The very impressive decorative pattern on this Midwinter trio is “Kismet”, in production from 1968-1974. The design reflects so well the time in which it was designed – the late 1960s. This was a time of interest in all things Indian, spirituality, batik, psychedelia and The Beatles – amongst other things. It is such a joyful pattern.
The pattern was designed by Joti Bhowmik, who also designed a variation of this design in blue, purple, green and mustard called “Bengal” which was in production from 1968-1970. I haven’t been able to find out any more about Joti Bhowmik unfortunately, and cant find any other patterns them other than Kismet and Bengal.
The forms on which the designs appear are of course the very popular “fine shape” which was designed by the Marquis (David) Queensberry and Roy Midwinter in 1962, and introduced to the market a much stronger and durable ceramic with brighter colours, on a simpler and more modern, functional and streamlined profile.
What a charming design. This is “Whispering Grass”, by Jessie Tait for Midwinter in 1960.
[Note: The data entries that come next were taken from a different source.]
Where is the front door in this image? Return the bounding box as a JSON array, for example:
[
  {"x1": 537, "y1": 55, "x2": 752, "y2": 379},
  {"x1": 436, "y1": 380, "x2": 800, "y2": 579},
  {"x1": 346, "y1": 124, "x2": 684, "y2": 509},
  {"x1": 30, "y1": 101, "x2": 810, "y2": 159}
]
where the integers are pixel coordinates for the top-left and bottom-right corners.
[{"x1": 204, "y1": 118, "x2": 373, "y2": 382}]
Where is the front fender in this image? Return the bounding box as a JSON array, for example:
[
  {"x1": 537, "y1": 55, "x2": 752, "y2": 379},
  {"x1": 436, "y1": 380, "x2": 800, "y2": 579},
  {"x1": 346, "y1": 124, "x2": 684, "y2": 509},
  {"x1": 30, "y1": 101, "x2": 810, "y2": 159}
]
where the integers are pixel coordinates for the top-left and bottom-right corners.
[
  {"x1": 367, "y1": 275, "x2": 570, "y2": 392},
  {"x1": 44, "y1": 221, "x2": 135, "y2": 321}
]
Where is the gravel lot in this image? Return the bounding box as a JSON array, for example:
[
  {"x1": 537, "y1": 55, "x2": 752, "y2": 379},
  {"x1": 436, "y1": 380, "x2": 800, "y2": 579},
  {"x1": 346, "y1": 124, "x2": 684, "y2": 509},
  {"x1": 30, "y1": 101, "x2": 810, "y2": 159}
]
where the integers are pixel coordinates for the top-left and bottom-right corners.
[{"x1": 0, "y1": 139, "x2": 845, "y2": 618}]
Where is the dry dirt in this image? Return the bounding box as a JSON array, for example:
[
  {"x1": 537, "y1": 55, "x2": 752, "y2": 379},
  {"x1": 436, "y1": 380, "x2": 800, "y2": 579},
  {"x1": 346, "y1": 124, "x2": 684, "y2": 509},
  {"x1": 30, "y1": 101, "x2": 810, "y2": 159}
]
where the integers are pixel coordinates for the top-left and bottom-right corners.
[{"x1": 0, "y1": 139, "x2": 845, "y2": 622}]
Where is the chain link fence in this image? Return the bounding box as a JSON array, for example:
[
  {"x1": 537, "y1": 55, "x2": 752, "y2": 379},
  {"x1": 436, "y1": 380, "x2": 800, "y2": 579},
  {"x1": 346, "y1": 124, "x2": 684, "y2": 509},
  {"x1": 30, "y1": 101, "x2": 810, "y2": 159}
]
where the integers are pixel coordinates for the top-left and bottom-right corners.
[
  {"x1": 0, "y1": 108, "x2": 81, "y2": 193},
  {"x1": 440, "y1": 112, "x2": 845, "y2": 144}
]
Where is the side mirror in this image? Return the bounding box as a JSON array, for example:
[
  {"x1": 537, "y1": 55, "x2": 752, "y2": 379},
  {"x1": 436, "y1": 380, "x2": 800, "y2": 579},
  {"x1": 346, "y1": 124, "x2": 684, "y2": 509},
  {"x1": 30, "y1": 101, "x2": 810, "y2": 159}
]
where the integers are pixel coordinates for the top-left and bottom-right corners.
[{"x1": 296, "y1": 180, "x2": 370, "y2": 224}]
It is a transfer printed design of the flowering whispering grass, hand coloured in lilac and yellow. As with all of Jessie Tait’s designs – beautifully drafted, detailed, and balanced – as well as sitting so well on the forms.
The hollow ware of all the series is in this very soft but vibrant lilac on the outside – a colour you rarely see on dinnerware. Whispering Grass seems to be quite a rare design, and hard to find now.
For the export market the lilac on the hollow ware was replaced with black instead – but I haven’t been able to locate any images of this variation.
Midwinter Red Domino
“Red Domino” was designed by Jessie Tait for Midwinter c 1956.
It was one of the most popular of the “Stylecraft” shapes by Midwinter (1953 + ).
The design made a feature of the rim on the Stylecraft shapes. It was so popular it was produced in a number of variants and colours over a number of years.
A hand painted design – It is one of those classics that just screams 1950s to me. Its interesting as well that anything with polka dots seems to be really popular – combine that with red – and you have a highly desirable combination.
It was so popular that 20 Paintresses were employed on this pattern alone.
Other colours released in the Domino design were Blue Domino 1956, and a Green (made in less quantities). There is also a Black Domino which is very rare and hard to find.
Red Domino continued to be used as a variation on the “Fashion Shape” and was also adapted for the “Fine Shape”.